The second thing that needs to happen for Simon is that he needs to see himself as one who needs to be able to love like the woman loves. But to be able to love in that way he needs to see himself as one who needs to be forgiven in the same way the woman saw her need for forgiveness. Simon would not have seen it that way as is obvious from the narrative. But how about us? Do we measure how much we are approved of by God according to how good we think we are being in relationship to those who we think are not doing well at all? Now don’t get me wrong. When you see something that by God’s grace and through his empowering presence you have done that is good and beautiful you should be happy and thankful and celebrate. But we must take care to recognize that the love that gives birth to such goodness and beauty is always born out of our ongoing experience of being forgiven. To put it succinctly, we must learn to see our fundamental identity as that of forgiven people - not as people who are good or as people who achieve great things. If you see your identity as one who is forgiven, you will do great things. But if you see your identity as one who does great things you will be self-deceived and live a small life in the end. I wonder how many relationships would change for the better if each person in the relationship really understood their identity as one who has been forgiven much?

Finally, Simon needed to be able to see that every person is a person who God wishes to forgive; and he needed to see his community as a place of welcome for all no matter how offensive to him a person’s life and choices might have been. How about you and me? Do we see some people as being permanently off limits to our version of God’s community?

Summing things up....
This entire portion of Luke’s narrative hinges on this one question:
“Simon do you see this woman?” He was looking at her but he did not see her. If he sees her love as something he needs; if he sees her forgiveness as something he needs; then he will see Jesus as not merely a prophet but more than a prophet: he is the one who knows Simon’s heart and the one who can do more than a prophet can do. Jesus can forgive Simon’s sins.

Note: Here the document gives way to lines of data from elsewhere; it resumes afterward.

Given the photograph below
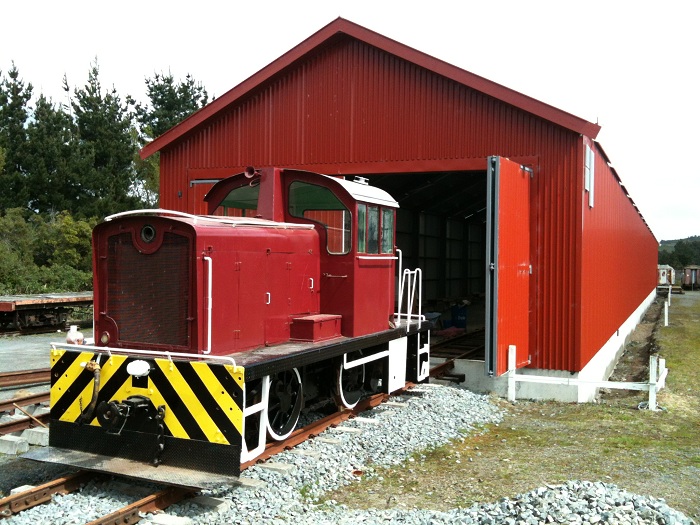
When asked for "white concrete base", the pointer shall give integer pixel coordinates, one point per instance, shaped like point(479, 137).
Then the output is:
point(37, 436)
point(13, 445)
point(598, 369)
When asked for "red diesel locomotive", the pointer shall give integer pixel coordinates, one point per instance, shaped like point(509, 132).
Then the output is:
point(213, 333)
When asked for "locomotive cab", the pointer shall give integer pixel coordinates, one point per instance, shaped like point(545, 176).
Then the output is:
point(213, 333)
point(356, 228)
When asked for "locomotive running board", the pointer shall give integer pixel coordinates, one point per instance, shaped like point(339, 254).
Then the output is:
point(165, 474)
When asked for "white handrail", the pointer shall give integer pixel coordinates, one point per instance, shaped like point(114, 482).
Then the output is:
point(410, 279)
point(209, 287)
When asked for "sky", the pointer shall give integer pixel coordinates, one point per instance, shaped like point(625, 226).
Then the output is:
point(630, 66)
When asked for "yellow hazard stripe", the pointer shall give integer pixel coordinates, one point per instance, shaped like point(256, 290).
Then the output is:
point(218, 392)
point(190, 400)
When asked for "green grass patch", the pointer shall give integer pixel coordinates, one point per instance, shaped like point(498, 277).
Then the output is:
point(649, 453)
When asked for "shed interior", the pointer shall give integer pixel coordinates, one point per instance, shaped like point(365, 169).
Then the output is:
point(441, 228)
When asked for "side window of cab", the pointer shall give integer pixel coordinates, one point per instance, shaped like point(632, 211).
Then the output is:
point(321, 205)
point(375, 229)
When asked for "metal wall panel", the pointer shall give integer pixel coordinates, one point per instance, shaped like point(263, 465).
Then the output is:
point(351, 108)
point(619, 257)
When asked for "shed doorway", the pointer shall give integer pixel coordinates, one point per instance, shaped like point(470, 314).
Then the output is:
point(469, 231)
point(441, 228)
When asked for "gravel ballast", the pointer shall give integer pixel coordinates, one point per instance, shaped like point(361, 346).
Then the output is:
point(385, 436)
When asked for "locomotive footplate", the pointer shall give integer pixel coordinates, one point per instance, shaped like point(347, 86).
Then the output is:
point(165, 474)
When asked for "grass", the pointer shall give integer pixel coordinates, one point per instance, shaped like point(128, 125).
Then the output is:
point(649, 453)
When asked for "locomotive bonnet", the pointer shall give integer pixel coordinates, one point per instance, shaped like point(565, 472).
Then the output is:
point(213, 333)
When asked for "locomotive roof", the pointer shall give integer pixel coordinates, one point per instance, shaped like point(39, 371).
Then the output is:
point(365, 193)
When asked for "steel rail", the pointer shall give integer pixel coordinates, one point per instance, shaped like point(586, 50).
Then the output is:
point(7, 405)
point(25, 377)
point(24, 423)
point(20, 501)
point(158, 501)
point(163, 499)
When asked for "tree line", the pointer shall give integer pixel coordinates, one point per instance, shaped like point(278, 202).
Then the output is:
point(65, 166)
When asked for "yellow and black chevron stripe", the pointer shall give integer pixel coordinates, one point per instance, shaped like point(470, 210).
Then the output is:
point(203, 400)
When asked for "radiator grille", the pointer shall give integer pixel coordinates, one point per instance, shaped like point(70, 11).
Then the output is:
point(148, 294)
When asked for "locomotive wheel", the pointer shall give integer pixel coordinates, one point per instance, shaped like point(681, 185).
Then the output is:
point(284, 402)
point(349, 383)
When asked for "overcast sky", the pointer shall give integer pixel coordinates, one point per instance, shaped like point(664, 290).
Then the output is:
point(630, 66)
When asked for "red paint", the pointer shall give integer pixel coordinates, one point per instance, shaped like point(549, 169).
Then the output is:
point(350, 101)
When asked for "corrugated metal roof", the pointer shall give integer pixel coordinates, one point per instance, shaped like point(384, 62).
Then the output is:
point(341, 28)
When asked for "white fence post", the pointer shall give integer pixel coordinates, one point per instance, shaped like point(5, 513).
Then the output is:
point(511, 373)
point(653, 365)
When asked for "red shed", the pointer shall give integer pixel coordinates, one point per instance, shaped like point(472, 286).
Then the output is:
point(502, 197)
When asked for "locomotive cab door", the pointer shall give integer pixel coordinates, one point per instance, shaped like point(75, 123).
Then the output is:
point(508, 266)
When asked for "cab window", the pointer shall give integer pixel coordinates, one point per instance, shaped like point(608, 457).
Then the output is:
point(240, 202)
point(321, 205)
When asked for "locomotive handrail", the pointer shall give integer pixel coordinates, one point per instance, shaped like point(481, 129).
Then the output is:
point(154, 353)
point(209, 287)
point(410, 279)
point(231, 221)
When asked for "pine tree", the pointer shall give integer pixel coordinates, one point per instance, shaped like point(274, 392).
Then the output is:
point(170, 102)
point(106, 142)
point(51, 159)
point(14, 111)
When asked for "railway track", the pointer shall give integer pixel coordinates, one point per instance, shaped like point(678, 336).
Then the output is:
point(23, 378)
point(160, 500)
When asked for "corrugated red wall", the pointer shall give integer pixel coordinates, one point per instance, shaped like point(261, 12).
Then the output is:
point(351, 108)
point(618, 259)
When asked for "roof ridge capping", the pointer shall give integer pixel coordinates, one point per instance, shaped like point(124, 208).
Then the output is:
point(358, 32)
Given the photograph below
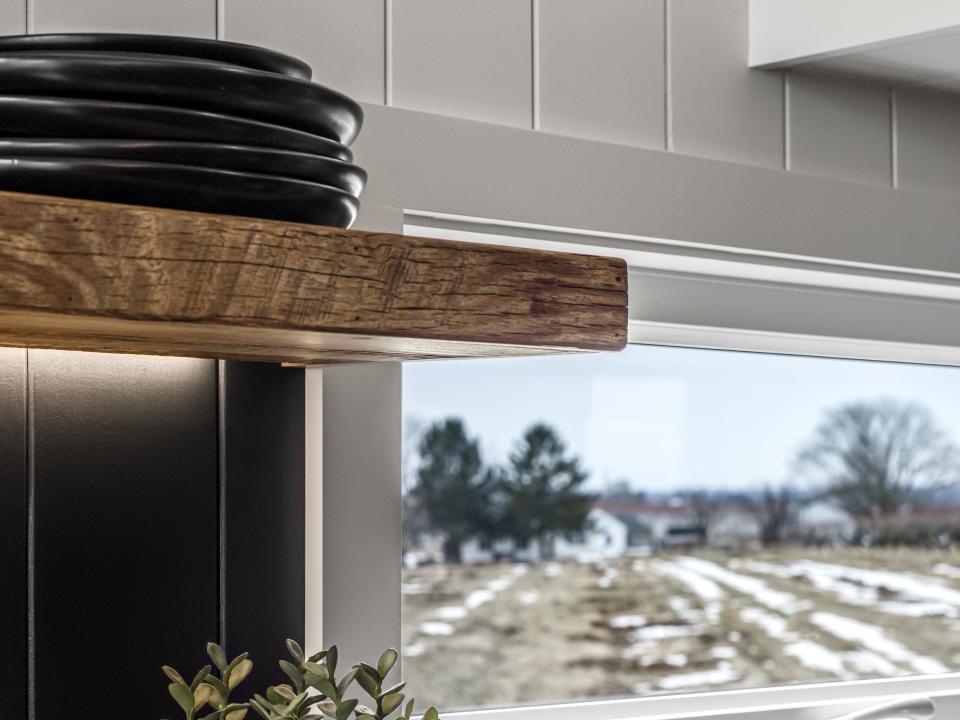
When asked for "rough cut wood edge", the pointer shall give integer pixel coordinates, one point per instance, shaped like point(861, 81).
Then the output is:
point(116, 278)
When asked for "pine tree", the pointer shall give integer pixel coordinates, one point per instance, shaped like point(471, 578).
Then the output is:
point(540, 491)
point(453, 490)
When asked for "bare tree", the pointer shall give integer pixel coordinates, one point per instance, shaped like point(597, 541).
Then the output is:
point(880, 458)
point(774, 509)
point(703, 508)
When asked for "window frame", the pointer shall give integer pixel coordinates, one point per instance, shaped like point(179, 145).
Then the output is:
point(864, 298)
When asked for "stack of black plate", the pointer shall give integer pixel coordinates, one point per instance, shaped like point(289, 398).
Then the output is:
point(178, 123)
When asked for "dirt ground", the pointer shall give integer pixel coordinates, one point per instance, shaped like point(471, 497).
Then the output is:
point(506, 634)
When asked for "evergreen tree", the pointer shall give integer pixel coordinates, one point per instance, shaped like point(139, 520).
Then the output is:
point(453, 491)
point(540, 491)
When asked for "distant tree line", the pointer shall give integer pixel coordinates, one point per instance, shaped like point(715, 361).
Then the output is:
point(882, 462)
point(537, 495)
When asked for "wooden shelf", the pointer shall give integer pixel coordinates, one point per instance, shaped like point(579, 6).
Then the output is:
point(82, 275)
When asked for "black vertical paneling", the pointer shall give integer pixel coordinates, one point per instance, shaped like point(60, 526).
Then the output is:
point(13, 532)
point(126, 569)
point(262, 430)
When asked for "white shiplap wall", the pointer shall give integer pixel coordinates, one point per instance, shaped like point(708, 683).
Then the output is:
point(662, 74)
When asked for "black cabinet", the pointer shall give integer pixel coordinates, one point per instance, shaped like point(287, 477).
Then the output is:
point(146, 506)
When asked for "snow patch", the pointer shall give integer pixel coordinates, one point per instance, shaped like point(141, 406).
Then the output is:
point(436, 628)
point(723, 674)
point(452, 612)
point(628, 621)
point(876, 640)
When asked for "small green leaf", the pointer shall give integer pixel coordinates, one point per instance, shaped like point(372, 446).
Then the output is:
point(202, 694)
point(331, 658)
point(372, 672)
point(389, 703)
point(295, 650)
point(345, 682)
point(276, 697)
point(296, 677)
point(327, 688)
point(267, 705)
point(260, 709)
point(318, 670)
point(217, 684)
point(345, 708)
point(396, 688)
point(328, 708)
point(367, 682)
point(386, 662)
point(291, 706)
point(200, 676)
point(218, 656)
point(217, 698)
point(239, 673)
point(183, 695)
point(173, 675)
point(236, 661)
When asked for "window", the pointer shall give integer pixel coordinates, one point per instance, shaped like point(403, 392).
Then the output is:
point(667, 520)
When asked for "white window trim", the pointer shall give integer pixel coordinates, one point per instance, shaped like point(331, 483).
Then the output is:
point(856, 311)
point(821, 701)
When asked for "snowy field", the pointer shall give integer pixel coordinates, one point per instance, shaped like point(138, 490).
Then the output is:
point(508, 634)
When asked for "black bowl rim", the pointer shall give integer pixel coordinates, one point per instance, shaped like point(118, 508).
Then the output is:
point(197, 84)
point(272, 60)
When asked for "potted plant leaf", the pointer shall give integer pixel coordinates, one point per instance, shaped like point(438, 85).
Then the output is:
point(314, 691)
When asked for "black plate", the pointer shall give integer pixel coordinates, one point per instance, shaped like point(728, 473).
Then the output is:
point(77, 118)
point(185, 83)
point(181, 187)
point(262, 161)
point(248, 56)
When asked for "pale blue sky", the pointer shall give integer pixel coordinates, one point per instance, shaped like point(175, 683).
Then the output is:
point(668, 418)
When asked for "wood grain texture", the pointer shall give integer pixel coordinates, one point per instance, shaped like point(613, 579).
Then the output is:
point(96, 276)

How about you and me? Do we see her?

Questions for discussion:

1. Jesus demonstrates who Simon should welcome into his home and community by welcoming the woman and suggesting that she has shown better hospitality in his own home than Simon has. What does this make you think of with regard to your habits of hospitality? What about the hospitality of our church community as a whole? How can you apply this to your life situation?

2. Do you have trouble loving others? If so, have you thought about whether or not you are experiencing God’s forgiveness deeply and regularly through the discipline of honest confession and grateful repentance?

3. Part of what this parable teaches, in my opinion, is that how we see others impacts how we see ourselves and how we see God. Can you think of an occasion when you stubbornly refused to see someone as God sees him or her but then later came to see them more as God sees them? What was like for you?

4. Do you sometimes use your passion for justice as an excuse for not loving others or holding out grace them?